Q: What are the potential benefits of this study for patients with chronic heart failure?

A: The findings of this study have several potential benefits for patients with chronic heart failure. Firstly, patients with high IVAK can be identified and closely monitored and managed accordingly, reducing their risk of experiencing major cardiovascular events. Secondly, patients with high IVAK can be encouraged to adhere to their treatment plan and make lifestyle changes to reduce their risk of experiencing major cardiovascular events. Finally, patients with high IVAK can be educated about the importance of early intervention and the potential benefits of early treatment.

Q: What are the potential limitations of this study for patients with chronic heart failure?

A: The findings of this study have several potential limitations for patients with chronic heart failure. Firstly, the study was conducted in a single hospital, which may limit the external validity of the findings. Secondly, the study did not control for other potential confounding variables, such as age, sex, and comorbidities, which may have affected the results. Finally, the study did not investigate the relationship between IVAK and other outcomes, such as hospitalization and quality of life.

Q: What are the potential future directions for this study?

A: The findings of this study have several potential future directions. Firstly, future studies should aim to replicate the findings of this study in larger and more diverse populations. Secondly, studies should investigate the relationship between IVAK and other outcomes, such as hospitalization and quality of life. Furthermore, studies should explore the potential mechanisms underlying the relationship between IVAK and major cardiovascular events, such as the role of inflammation and oxidative stress.

Q: What are the potential applications of this study for healthcare providers?

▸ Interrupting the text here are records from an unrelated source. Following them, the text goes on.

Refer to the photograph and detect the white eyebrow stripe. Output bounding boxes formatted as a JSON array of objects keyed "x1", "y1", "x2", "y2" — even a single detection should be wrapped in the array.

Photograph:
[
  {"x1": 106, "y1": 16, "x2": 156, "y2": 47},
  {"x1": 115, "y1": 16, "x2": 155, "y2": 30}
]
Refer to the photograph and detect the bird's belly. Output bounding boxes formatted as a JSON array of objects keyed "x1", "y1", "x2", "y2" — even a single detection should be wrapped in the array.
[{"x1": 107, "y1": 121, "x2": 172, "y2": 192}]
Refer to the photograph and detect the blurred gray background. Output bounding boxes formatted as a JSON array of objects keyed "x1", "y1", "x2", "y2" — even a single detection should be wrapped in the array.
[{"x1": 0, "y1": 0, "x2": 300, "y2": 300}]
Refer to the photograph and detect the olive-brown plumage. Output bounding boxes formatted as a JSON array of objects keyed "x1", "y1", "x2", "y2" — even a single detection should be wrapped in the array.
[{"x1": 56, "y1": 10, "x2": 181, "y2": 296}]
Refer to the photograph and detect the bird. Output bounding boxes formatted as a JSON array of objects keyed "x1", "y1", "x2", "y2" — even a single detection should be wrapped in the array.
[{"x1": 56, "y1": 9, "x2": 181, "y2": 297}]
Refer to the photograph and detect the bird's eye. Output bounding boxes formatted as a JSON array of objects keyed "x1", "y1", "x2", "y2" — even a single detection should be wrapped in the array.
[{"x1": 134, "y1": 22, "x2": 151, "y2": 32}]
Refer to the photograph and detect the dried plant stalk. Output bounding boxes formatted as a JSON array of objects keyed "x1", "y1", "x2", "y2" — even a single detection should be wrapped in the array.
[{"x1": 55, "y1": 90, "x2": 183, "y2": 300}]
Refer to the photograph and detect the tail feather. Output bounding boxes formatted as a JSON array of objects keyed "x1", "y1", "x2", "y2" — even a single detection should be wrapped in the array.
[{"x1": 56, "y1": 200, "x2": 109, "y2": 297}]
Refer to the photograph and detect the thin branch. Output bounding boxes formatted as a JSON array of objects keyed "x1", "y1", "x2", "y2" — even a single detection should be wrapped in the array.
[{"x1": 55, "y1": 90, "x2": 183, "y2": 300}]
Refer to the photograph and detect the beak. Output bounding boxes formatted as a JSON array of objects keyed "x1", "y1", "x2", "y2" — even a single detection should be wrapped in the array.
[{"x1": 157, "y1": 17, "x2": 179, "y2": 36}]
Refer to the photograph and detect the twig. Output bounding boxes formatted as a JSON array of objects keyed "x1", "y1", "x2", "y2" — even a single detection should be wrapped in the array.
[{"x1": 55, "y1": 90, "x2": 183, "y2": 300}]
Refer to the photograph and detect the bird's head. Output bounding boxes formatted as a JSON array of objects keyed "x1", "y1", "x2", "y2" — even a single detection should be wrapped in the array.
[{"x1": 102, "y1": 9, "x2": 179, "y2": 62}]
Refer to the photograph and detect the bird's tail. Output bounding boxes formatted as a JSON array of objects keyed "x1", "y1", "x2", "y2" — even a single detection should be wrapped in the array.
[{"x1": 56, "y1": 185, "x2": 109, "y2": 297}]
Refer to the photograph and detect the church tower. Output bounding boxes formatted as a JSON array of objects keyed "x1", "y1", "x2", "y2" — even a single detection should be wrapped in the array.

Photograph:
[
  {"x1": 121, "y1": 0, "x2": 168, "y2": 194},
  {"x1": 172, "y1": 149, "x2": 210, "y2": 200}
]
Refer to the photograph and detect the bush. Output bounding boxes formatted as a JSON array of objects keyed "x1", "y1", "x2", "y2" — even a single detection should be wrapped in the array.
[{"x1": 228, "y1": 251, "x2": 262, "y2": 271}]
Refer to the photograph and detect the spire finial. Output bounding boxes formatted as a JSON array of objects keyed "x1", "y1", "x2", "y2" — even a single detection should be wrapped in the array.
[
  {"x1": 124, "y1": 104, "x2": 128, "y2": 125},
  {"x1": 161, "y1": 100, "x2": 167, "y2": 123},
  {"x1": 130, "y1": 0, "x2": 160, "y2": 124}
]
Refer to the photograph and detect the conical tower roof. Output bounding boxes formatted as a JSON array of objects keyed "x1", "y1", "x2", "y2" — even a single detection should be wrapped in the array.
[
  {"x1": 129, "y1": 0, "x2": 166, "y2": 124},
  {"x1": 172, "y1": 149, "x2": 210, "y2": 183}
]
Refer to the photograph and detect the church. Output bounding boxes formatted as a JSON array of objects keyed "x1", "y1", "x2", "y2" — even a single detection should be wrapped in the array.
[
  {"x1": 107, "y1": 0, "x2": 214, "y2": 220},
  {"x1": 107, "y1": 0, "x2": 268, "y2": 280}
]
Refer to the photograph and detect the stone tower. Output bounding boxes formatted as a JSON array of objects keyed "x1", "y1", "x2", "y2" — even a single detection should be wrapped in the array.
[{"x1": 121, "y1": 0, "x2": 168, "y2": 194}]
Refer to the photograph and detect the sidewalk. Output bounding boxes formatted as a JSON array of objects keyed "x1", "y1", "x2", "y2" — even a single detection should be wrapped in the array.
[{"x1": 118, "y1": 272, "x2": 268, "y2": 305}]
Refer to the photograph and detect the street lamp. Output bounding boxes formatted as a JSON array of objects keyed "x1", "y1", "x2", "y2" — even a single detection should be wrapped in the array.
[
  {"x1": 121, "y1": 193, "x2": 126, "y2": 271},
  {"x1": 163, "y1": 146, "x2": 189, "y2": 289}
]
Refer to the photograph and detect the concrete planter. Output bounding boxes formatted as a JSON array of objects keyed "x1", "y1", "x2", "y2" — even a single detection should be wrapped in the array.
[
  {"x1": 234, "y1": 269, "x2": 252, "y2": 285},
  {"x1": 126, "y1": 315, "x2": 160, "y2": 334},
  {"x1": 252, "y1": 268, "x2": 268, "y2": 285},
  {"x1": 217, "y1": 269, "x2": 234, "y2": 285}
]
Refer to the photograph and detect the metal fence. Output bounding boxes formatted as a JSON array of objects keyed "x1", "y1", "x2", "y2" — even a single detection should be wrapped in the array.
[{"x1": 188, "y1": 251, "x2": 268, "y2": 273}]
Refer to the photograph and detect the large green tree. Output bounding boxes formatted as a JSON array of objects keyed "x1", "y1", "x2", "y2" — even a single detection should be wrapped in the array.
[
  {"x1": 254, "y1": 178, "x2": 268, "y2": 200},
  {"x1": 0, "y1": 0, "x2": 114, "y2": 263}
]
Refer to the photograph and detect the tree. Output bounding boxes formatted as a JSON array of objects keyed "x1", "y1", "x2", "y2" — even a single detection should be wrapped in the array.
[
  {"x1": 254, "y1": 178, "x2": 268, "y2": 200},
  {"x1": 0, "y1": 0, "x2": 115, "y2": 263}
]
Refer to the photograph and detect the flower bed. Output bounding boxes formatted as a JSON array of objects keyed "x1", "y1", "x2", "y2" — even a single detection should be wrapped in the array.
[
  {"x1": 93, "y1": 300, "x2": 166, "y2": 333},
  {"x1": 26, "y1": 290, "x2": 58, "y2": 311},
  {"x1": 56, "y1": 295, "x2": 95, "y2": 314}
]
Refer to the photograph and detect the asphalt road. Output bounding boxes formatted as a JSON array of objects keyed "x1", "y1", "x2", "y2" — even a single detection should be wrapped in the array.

A: The findings of this study have several potential applications for healthcare providers. Firstly, healthcare providers should consider measuring IVAK as a routine part of the assessment and management of heart failure patients. Secondly, healthcare providers should closely monitor and manage patients with high IVAK, as they are at high risk of experiencing major cardiovascular events. Finally, healthcare providers should consider early intervention for patients with high risk, such as those with high IVAK, to reduce the incidence of KKVM and related mortality.

Q: What are the potential benefits of this study for healthcare providers?

A: The findings of this study have several potential benefits for healthcare providers. Firstly, healthcare providers can use IVAK as a tool to identify patients at high risk of experiencing major cardiovascular events. Secondly, healthcare providers can use IVAK to monitor and manage patients with high IVAK, reducing their risk of experiencing major cardiovascular events. Finally, healthcare providers can use IVAK to educate patients about the importance of early intervention and the potential benefits of early treatment.

Q: What are the potential limitations of this study for healthcare providers?

A: The findings of this study have several potential limitations for healthcare providers. Firstly, the study was conducted in a single hospital, which may limit the external validity of the findings. Secondly, the study did not control for other potential confounding variables, such as age, sex, and comorbidities, which may have affected the results. Finally, the study did not investigate the relationship between IVAK and other outcomes, such as hospitalization and quality of life.

Q: What are the potential future directions for this study?

A: The findings of this study have several potential future directions. Firstly, future studies should aim to replicate the findings of this study in larger and more diverse populations. Secondly, studies should investigate the relationship between IVAK and other outcomes, such as hospitalization and quality of life. Furthermore, studies should explore the potential mechanisms underlying the relationship between IVAK and major cardiovascular events, such as the role of inflammation and oxidative stress.